When the moment came, floor traders at the New York Stock Exchange were ready.
Long before the opening bell rang, one trader yelled ‘get your hats on, get your hats on’.
He was referring to the baseball caps emblazoned with Dow 20,000 on the front.
It’s a tradition dating back to the first time the Dow passed 10,000. To mark the occasion, they made hats. And the habit stuck.
Wall Street veteran Art Cashin, director of floor operations at UBS had his on.
When asked if the Dow at 20,000 matters, he answered that the publicity would make people think about their own investments and that was a good thing.
For many though today’s historic milestone is just a round number. Its value is symbolic.
In part that has to do with the index itself.
The Dow Jones Industrial Average is made up of only 30 companies compared with 500 in the S&P 500. So it is far from comprehensive.
Then there is the way it is calculated.
The Dow puts too much emphasis on share price, unlike the S&P 500 which reflect its members market capitalization.
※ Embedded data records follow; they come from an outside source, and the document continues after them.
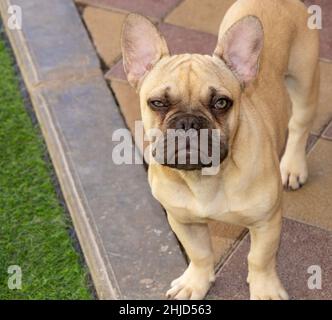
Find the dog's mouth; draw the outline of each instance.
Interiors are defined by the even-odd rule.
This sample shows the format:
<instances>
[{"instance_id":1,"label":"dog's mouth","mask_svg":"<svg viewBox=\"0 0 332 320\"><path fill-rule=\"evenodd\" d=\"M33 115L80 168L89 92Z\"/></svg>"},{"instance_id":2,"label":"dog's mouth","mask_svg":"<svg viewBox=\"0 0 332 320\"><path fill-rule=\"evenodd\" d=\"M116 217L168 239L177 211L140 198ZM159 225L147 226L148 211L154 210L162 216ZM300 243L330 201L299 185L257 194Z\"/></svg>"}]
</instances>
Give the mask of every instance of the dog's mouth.
<instances>
[{"instance_id":1,"label":"dog's mouth","mask_svg":"<svg viewBox=\"0 0 332 320\"><path fill-rule=\"evenodd\" d=\"M152 148L157 163L178 170L201 170L218 167L228 155L225 138L212 131L191 133L168 132Z\"/></svg>"},{"instance_id":2,"label":"dog's mouth","mask_svg":"<svg viewBox=\"0 0 332 320\"><path fill-rule=\"evenodd\" d=\"M199 170L212 167L213 161L199 149L189 147L176 149L162 164L178 170Z\"/></svg>"}]
</instances>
As a result, a few names have the power to significantly move the index.
Make no mistake though, this will be front page news. And for market professionals, it’s a moment to pop the champagne, celebrate and pull out their Dow 20,000 baseball caps because who knows when they’ll be able to wear it again.
Tim Ghriskey, chief investment officer of financial management firm Solaris Group in New York, said: “There is a real belief that [Mr] Trump is real, he has been extremely active these first couple of days of the presidency and a change may happen faster than people had thought.”
Neil Wilson, senior market analyst at London brokers ETX Capital, said: “It’s psychologically huge and, after a bit of pullback ahead of the inauguration, really confirms that the ‘great rotation’ from bonds to stocks is definitely upon us.
“Fears about protectionism are running second to optimism about inflation and growth – for now at least.
“The question now is how long can this last?
“Mr Trump’s first steps as president have confirmed much of what investors had hoped for and that he’s extremely pro-business and light on regulation for energy and financials. That’s what’s driving this renewed rally.
“The other argument claims that this is a massive bubble and if this is a real rotation from bonds into stocks, ending a 30-year bond bull market, there is still a huge amount of cash piled up that could yet pour into equities and power further gains through 2017.
“It might not be too long before 21,000 is in sight.”